Resident Nick Suhr thanked the committee for their efforts to maintain his development as it is. “I’ve lived on the most beautiful piece of property in the township for eight years,” he said.
Deputy Mayor Ray Gormley thanked the residents of Sea Oaks for their tenacity in returning week after week to the planning board while the application was before it. “It shows you really care about your community,” he said.
Mayor John Kehm reminded the public that the second municipal meeting in July will be held on Monday, July 23, at 5 p.m. to allow members of the committee to volunteer during the four days of carnival, July 25 to 28 from 5 to 10 p.m. at the George J. Mitchell Elementary School grounds. The carnival raises money for the township recreation committee and Tuckerton Masonic Lodge #4.
Assistant Township Business Administrator Michael Fromosky told the public that the township is moving forward with four additional bus shelters to be installed at various locations, including one near Mystic Shores, provided free of charge by New Jersey Public Transit.
The township committee also rehired a patrolman who had been let go during the economic downturn. Officer Joseph Falkiewicz was rehired as a patrol officer. “Joe was next on our re-employment list,” said Police Chief Richard Buzby. “When he was with us and while he has been working for the state (as a parks officer), he has been a very good police officer. He’s a good producer and a self-starter and is popular with his colleagues and in the community.
“He’s going to be an asset to the township as we plan and staff our anti-crime initiative.”
The committee and public gave a round of applause.
In other business, the township rejected bids for constructing a concession stand and restroom facility on the Little Egg Harbor recreation fields. Township Engineer Jim Oris said they came in too high, and he was given permission to go out to bid once more.
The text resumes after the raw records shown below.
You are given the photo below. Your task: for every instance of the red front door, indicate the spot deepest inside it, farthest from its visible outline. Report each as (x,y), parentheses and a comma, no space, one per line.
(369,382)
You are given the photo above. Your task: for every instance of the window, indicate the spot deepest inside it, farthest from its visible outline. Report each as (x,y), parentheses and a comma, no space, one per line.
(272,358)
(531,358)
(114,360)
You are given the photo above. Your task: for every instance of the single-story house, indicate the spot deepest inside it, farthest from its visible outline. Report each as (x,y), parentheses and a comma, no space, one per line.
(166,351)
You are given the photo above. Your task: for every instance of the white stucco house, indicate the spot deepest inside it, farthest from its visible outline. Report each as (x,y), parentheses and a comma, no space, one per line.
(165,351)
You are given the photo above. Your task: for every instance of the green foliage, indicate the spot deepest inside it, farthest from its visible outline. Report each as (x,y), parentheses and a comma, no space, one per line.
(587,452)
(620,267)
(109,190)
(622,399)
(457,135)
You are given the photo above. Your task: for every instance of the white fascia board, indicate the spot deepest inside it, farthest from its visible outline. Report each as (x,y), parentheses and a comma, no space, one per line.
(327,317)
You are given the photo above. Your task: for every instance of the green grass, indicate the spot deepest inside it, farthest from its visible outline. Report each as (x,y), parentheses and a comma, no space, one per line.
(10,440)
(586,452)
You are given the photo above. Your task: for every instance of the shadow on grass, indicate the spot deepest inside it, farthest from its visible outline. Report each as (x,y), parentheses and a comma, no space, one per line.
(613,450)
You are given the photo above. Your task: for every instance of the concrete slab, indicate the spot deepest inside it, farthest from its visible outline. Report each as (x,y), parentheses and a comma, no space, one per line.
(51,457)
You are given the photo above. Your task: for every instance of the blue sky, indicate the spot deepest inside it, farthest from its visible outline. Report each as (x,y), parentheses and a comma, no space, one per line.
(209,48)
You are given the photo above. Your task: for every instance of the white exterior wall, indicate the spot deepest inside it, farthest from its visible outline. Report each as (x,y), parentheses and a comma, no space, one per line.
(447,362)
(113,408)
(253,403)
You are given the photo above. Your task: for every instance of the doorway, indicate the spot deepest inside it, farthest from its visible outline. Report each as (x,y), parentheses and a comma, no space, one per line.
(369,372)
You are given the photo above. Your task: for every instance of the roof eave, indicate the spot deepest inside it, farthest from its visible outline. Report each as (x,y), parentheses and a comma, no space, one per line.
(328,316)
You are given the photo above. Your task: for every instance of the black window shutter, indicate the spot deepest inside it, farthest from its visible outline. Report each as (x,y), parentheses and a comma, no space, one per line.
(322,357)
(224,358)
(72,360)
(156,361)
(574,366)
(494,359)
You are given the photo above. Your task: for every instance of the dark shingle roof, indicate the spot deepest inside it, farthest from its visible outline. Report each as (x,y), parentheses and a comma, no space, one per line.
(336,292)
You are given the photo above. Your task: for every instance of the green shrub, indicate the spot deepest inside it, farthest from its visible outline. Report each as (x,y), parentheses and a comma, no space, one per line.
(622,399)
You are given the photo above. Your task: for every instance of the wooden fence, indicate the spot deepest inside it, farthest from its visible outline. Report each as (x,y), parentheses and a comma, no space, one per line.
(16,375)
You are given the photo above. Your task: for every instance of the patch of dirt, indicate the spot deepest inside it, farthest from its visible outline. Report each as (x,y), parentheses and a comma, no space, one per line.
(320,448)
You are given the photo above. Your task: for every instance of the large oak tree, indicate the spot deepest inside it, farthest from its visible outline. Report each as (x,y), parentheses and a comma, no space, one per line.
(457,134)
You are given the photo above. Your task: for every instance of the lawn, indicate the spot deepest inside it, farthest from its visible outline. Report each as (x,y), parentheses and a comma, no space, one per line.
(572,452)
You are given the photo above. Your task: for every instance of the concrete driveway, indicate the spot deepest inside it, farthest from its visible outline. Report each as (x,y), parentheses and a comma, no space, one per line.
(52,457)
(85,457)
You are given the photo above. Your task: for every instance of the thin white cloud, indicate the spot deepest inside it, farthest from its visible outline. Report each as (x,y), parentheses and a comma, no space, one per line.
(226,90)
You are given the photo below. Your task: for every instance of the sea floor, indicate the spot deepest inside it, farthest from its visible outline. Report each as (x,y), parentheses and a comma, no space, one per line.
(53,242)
Public works Acting Superintendent Patrick Donnelly was congratulated for passing his superintendent civil service test. Donnelly was lauded for the fine job he has been doing for the township, in particular setting up an expanded recycling facility that now includes composting equipment.
Gormley reminded residents and lawn care professionals that they may bring their grass clippings and brush for composting.